Purpose: To develop and validate a CT-based radiomics signature for the prognosis of loco-regional tumour control (LRC) in patients with locally advanced head and neck squamous cell carcinoma (HNSCC) treated by primary radiochemotherapy (RCTx) based on retrospective data from 6 partner sites of the German Cancer Consortium - Radiation Oncology Group (DKTK-ROG).
Material and methods: Pre-treatment CT images of 318 patients with locally advanced HNSCC were collected. Four-hundred forty-six features were extracted from each primary tumour volume and then filtered through stability analysis and clustering. First, a baseline signature was developed from demographic and tumour-associated clinical parameters. This signature was then supplemented by CT imaging features. A final signature was derived using repeated 3-fold cross-validation on the discovery cohort. Performance in external validation was assessed by the concordance index (C-Index). Furthermore, calibration and patient stratification in groups with low and high risk for loco-regional recurrence were analysed.
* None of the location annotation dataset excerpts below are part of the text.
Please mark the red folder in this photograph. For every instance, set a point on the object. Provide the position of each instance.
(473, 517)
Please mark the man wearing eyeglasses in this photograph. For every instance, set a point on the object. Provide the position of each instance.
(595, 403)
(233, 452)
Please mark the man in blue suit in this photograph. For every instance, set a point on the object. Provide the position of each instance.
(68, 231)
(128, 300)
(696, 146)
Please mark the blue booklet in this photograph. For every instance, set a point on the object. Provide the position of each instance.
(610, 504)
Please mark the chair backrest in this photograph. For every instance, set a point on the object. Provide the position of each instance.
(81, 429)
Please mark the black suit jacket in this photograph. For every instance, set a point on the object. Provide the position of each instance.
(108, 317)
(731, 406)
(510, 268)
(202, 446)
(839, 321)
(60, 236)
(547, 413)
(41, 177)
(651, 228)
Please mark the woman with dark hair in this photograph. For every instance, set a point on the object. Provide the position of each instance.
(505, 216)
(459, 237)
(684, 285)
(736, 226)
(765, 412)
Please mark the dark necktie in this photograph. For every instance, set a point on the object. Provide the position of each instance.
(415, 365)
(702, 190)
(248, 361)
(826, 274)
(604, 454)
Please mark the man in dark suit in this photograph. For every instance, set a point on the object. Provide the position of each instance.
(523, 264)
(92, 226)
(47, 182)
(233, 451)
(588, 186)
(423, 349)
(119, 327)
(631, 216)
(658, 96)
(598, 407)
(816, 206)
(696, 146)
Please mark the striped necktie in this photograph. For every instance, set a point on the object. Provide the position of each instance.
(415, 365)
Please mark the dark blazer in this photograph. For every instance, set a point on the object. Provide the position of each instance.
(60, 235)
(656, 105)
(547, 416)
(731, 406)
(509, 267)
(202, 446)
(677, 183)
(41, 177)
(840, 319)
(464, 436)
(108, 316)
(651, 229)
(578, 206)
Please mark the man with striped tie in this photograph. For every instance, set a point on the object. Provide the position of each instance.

Results: For the clinical baseline signature, only the primary tumour volume was selected. The final signature combined the tumour volume with two independent radiomics features. It achieved moderately good discriminatory performance (C-Index [95% confidence interval]: 0.66 [0.55–0.75]) on the validation cohort along with significant patient stratification (p = 0.005) and good calibration.
Conclusion: We identified and validated a clinical-radiomics signature for LRC of locally advanced HNSCC using a multi-centric retrospective dataset. Prospective validation will be performed on the primary cohort of the HNprädBio trial of the DKTK-ROG once follow-up is completed.